In fly-fishing, you cast the line not the lure. But the other principles that I've described are much the same, i.e., the farther you want to cast, the farther back you bring your rod and the higher you aim when you bring it forward and stop it. The main difference is that with a fly rod you'll often be casting 40 feet of line or more on both strokes, forward and back. You've got to time your stroke appropriately, allowing the line to move and to straighten out, behind you as well as in front of you, each time you cast. In order to accomplish this, you need to move your rod tip in practically a straight line toward and away from your target. If you move it in a deep arc, as you do in bait casting, you'll end up throwing your line inaccurately downward into the water behind you and in front of you.

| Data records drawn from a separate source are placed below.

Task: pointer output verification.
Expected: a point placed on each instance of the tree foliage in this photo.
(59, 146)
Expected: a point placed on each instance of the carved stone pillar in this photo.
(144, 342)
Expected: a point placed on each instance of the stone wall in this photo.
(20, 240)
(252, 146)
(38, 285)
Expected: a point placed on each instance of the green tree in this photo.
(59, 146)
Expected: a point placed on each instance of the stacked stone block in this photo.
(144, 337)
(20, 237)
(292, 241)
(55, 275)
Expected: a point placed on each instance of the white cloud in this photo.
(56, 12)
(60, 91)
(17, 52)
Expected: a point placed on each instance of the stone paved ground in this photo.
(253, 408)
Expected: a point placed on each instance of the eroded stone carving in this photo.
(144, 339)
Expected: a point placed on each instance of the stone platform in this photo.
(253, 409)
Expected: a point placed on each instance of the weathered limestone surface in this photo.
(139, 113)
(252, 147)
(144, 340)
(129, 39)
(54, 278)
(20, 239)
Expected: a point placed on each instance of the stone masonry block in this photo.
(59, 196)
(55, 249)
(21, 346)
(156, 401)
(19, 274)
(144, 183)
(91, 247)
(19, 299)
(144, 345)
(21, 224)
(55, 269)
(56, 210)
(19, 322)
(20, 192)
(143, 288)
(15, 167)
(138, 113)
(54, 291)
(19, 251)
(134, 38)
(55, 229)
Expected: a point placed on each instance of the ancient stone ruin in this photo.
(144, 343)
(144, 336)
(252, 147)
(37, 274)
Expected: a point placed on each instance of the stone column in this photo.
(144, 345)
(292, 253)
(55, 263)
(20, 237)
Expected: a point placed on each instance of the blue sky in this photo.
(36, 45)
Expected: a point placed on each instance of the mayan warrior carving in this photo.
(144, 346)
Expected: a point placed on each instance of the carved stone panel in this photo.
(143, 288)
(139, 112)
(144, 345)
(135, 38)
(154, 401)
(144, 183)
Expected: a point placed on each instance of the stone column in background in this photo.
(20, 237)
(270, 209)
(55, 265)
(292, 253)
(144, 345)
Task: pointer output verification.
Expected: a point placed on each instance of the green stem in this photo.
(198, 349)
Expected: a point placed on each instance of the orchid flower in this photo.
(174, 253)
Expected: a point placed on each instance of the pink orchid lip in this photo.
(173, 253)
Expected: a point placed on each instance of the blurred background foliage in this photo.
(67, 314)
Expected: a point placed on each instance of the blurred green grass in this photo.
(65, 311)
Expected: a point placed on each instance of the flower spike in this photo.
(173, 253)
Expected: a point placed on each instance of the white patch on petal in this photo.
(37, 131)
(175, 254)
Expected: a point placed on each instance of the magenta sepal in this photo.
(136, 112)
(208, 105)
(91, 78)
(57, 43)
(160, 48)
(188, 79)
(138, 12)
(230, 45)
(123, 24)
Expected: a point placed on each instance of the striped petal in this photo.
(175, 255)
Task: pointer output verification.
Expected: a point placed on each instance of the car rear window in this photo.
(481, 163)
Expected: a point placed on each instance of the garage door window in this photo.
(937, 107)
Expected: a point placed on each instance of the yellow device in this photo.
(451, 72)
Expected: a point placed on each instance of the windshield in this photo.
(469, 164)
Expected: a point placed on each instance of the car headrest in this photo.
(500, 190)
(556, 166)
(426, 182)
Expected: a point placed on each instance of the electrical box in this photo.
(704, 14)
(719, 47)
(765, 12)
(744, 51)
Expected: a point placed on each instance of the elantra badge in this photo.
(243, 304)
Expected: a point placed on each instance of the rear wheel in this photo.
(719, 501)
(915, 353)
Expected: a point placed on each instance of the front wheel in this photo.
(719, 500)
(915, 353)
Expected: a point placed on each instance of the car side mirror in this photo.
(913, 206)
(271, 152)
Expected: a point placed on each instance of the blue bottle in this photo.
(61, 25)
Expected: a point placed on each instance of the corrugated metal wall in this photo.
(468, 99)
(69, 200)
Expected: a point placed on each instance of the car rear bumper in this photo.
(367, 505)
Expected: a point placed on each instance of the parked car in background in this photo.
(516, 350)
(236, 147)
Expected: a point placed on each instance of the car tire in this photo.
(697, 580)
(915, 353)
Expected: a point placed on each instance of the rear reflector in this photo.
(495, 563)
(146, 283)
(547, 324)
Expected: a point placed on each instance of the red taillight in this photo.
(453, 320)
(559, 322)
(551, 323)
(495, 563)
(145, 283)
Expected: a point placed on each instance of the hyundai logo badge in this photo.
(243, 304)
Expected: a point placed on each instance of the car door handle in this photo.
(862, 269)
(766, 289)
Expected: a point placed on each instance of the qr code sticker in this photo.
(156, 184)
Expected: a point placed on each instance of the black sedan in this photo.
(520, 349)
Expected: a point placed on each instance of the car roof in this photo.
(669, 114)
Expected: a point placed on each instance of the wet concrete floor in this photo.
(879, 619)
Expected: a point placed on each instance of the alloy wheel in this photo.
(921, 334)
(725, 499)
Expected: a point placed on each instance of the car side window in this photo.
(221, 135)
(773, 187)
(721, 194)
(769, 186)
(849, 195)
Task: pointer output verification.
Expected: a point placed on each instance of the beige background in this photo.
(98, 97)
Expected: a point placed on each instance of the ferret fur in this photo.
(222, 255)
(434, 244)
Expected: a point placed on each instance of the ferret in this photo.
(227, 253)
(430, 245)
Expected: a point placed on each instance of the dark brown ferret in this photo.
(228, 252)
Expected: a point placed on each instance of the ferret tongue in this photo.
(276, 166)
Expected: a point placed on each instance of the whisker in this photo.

These principles, as simple as they sound, were until recently looked upon as a practically heretical method of explaining or teaching fly-casting. Even at the beginning of this decade, fly casting was most often taught according to the traditions of the previous century and took practically no account of the developments in rod materials and line design. People were routinely told to practice the casting stroke as if they were standing in front of a clock face. The rod, we were told, should only move between the positions of 10 o'clock and 2 o'clock, and it should move in a rigid and regular beat. This was the original English tradition, and it was the foundation of most modern casting techniques...

Until two fellows, Bernard "Lefty" Kreh and Ed Jawarowski, came along to wreck the rigid mythology. I can highly recommend them as the best sources available for learning both your basic stroke and more advanced casts. Their style of casting and teaching casting is natural, understandable, relaxed, and completely adapted to the graphite rods of today. Ed's well-illustrated book, The Cast, is arguably the best available guide to fly casting. I only wish it was around some 25 years ago when I took my first stabs at fly-fishing. It would have saved me years of frustration.